The Universal Service Fund (USF) is the tax on your phone line that subsidizes connections for rural and lower income households, as well as schools and libraries. The USF program has a long history of waste and abuse. However, thankfully Congress is working hard on a bill that would reform the fund. It contains a number of necessary provisions that would reign in wasteful spending, especially by redefining and limiting who exactly is eligible for payments. However, ATR is still concerned that the legislation doesn’t a cap the overall size of the multi-billion dollar fund. The USF rate sits at 15.3% today, rising 5.8% since President Obama’s new FCC took over in 2009.
This weekend, I had a piece in the Washington Times highlighting one Hawaiian company that has built their entire business model around accepting USF taxpayer money, mostly thanks to their political connections. From the op-ed:
[Sandwich Isles Communications] has siphoned off millions of dollars from American taxpayers in recurring payments. A congressional report last year labeled Sandwich Isles as one of the largest abusers of USF funding, accepting as much as $26.4 million in 2008 to connect just 1,967 households to the Internet. That's a whopping $13,408 in subsidies for each home. In 2009, the company raked in another $24 million.

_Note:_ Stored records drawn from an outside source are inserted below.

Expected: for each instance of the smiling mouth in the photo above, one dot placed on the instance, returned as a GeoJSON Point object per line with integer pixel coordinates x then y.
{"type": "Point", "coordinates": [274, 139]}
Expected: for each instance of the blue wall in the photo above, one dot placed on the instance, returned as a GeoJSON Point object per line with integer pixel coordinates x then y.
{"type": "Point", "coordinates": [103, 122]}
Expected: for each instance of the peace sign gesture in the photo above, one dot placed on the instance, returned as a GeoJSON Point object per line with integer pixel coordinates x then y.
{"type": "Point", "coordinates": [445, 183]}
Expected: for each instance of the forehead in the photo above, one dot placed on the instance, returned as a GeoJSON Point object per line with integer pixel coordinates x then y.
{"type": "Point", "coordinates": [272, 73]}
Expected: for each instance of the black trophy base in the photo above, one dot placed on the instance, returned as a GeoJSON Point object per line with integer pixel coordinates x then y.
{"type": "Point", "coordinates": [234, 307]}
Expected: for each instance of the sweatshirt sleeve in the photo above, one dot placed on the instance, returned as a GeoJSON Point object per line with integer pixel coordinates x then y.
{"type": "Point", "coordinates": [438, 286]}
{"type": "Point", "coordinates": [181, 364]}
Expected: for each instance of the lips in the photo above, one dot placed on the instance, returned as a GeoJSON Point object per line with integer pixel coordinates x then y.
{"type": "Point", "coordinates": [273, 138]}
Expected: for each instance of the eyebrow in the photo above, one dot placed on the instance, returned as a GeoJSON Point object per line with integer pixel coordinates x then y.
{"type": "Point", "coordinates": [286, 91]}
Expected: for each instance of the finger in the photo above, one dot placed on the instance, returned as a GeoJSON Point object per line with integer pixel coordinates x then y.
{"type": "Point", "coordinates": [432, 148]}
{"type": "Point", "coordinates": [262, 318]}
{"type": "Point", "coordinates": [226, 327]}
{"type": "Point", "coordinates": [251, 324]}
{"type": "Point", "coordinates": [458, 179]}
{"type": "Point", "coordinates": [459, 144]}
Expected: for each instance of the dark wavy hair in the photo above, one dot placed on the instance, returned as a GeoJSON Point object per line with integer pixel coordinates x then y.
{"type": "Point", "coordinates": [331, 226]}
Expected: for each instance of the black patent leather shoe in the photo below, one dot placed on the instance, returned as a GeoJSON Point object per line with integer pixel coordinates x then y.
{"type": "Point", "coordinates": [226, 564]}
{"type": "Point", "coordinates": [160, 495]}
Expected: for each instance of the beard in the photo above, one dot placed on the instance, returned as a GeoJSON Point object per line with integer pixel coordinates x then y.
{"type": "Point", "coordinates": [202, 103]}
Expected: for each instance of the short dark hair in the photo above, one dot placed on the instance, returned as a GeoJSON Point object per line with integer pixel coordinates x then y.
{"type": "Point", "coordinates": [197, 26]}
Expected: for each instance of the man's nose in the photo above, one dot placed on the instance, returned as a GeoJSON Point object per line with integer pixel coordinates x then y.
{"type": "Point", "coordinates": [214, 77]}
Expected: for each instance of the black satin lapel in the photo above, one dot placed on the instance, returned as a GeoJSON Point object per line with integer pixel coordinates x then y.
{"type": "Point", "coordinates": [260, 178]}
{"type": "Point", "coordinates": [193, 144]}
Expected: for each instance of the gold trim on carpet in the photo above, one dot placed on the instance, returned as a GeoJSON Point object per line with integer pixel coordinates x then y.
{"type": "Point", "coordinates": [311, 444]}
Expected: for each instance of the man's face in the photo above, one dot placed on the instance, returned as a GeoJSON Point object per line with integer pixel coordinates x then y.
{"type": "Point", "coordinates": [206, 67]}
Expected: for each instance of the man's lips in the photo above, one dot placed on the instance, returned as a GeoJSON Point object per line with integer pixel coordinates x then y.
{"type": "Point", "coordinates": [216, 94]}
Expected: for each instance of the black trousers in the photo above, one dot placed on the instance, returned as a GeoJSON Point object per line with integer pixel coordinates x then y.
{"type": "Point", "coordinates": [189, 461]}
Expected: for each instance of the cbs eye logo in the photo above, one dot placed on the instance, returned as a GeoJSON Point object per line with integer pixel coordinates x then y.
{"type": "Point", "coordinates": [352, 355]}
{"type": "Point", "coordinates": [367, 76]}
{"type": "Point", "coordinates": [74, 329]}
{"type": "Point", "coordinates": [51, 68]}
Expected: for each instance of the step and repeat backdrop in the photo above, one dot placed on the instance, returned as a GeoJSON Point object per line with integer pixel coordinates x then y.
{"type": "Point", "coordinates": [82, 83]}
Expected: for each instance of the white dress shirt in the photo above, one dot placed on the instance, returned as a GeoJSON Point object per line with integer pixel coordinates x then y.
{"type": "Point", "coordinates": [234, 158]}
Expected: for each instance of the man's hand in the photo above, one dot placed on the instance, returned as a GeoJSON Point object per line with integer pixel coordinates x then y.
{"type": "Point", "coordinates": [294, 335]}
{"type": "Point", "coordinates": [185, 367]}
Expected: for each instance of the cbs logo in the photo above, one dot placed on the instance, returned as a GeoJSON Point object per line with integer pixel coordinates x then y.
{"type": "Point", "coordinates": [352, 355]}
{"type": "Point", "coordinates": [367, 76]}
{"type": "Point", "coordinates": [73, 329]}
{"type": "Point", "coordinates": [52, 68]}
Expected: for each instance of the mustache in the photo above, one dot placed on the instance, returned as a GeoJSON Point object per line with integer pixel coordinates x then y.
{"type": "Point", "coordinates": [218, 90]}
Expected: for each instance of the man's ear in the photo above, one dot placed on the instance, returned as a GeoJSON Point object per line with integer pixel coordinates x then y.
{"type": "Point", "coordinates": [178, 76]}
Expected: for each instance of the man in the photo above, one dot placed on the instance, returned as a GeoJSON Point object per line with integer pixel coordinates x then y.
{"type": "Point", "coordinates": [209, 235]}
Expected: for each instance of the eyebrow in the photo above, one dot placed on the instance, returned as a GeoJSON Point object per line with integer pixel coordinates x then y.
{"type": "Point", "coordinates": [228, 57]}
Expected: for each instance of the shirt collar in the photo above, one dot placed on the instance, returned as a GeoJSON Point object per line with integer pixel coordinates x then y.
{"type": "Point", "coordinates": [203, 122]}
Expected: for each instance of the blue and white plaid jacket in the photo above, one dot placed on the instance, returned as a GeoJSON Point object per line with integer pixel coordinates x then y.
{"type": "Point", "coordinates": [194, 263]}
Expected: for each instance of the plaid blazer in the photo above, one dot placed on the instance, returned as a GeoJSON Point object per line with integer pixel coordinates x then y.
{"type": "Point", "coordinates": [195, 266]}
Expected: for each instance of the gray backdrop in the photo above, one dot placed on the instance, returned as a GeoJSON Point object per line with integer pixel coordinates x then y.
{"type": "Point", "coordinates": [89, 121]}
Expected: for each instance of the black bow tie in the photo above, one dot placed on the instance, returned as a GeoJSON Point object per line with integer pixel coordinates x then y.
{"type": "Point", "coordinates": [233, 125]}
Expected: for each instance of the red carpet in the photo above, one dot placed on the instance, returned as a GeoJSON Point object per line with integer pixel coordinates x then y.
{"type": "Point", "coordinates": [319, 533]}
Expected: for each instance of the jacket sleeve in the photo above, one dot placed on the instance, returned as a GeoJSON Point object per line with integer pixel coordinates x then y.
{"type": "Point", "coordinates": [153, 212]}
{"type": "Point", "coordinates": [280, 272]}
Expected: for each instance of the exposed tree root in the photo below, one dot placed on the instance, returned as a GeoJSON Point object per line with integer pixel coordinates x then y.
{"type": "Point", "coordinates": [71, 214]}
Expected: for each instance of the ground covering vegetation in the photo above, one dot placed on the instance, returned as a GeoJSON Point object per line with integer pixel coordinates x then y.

Last year, the National Exchange Carrier Association (NECA) stalled the abuse by ruling that Sandwich Isles could not receive subsidies related to the cost of building a new interisland fiber network. … Sandwich Isles immediately demanded that the FCC intervene to reinstate the subsidies, and it ramped up a lobbying campaign to keep the spout of federal dollars running. Creating a company reliant on taxpayer money requires political connections, and Al Hee, the company's founder, certainly has plenty. The company has employed former Democratic state legislators, and a family friend who chaired the Hawaiian Homes Commission approved its original license to operate.